Dean Marquardt, pointed out that many of the aldermen were not involved in the talks and gave a time line of Town/City events. The dates ranged from Aug. 2004 – Sept. 2006. The bottom line was, the Town wants a border agreement and they do not want any further annexation to the City.
Dan Ertl, Director of Community Development, then addresses the council. His comments will be the topic of my next blog: Sorry Mr. Ertl, I really don’t see much difference.
Alderman Jerry Mellone asked if that previous offer of $804,000 to the Town to provide fire/EMS service was a verbal offer or in writing? Dean Marquardt explained that since there was no Common Council approval, it was not official. In other words, it was not in writing.
Lisa Mellone was curious to know how the decision was made as to who was at these Town/City meetings. Why was no elected official present there?
(Good point, Lisa.) That brought up a whole new discussion. The city attorney said there was no real policy on this; evidentially the council didn’t feel it necessary to have an elected official there at the time.
Mayor Speaker added, it was decided not to have elected officials there because they were not trained negotiators
. But Lisa thought that since the Town had elected officials there, we should have them too. I would hope we would in the future, she said. (Later she clarifies that she felt if elected persons were there it would help take heat off of staff.)
Marquardt quickly added, When Henderson was there, the Mayor was there.
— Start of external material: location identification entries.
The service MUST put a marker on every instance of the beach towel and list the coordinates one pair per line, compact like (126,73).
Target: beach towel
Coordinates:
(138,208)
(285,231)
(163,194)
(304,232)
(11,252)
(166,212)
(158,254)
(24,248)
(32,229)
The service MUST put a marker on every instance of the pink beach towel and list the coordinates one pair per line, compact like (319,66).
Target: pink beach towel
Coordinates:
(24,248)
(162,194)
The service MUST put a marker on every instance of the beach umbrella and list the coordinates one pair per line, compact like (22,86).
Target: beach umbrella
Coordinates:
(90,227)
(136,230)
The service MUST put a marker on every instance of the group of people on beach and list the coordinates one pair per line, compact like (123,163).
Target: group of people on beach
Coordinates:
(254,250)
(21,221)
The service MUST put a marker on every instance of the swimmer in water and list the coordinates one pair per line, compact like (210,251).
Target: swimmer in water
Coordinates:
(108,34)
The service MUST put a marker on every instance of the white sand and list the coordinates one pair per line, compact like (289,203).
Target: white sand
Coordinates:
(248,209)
Bob Reddin then pointed out that there should be a transcript or record of some sort of these meetings. Dan Sutton was still chewing on the mayor’s reason that no council members were there because they were not trained negotiators. So Dan asked what training would we go through?
Now Mayor Speaker said, maybe I misspoke. I meant attorneys are trained more than say, I go in as a police officer. (I thought he was the mayor?)
Dan Sutton restates, I hope in the future, I hope council (member/s) can be there, so we won’t have to hear, He said/She said.
All I know is what staff tells me—and I don’t know! I wish there was a concrete record we could go back to.
Gary Mahkorn defends the integrity of the staff. Dan replies, I have respect for staff, but 6 people will have 6 differing opinions (of what happened), but we (at council meetings) have minutes and vote on them—we have a record. Gary replies that we need to establish protocol; we don’t always want an elected official there. The staff has no hidden motivation—they take their marching orders from the council.
Now the mayor expresses concerns that they may be getting into some negotiations issues that should not be in the open. Before they go to closed session, Alderman Berg asks if the attorney could give the public some idea of what would be discussed in closed session. Karen lists a few things like: protective services, boundaries, and the makeup of the meetings.
Rick Owen adds that we need someone taking notes. One last subject is discussed. Mark Nelson asks about the RA Smith study. There seemed to be a lot of back and forth about that study. Did the Town ever cooperate in the RA Smith study?
The mayor says we were only able to get information through open records, but they did not want to participate or put any money toward it.
Now, I don’t find that too surprising since I thought the study was about annexation. Wouldn’t that rather be like asking Midwest Express to help pay for a feasibility study of what it would mean to have Airtran take them over?
They went into closed session shortly after this.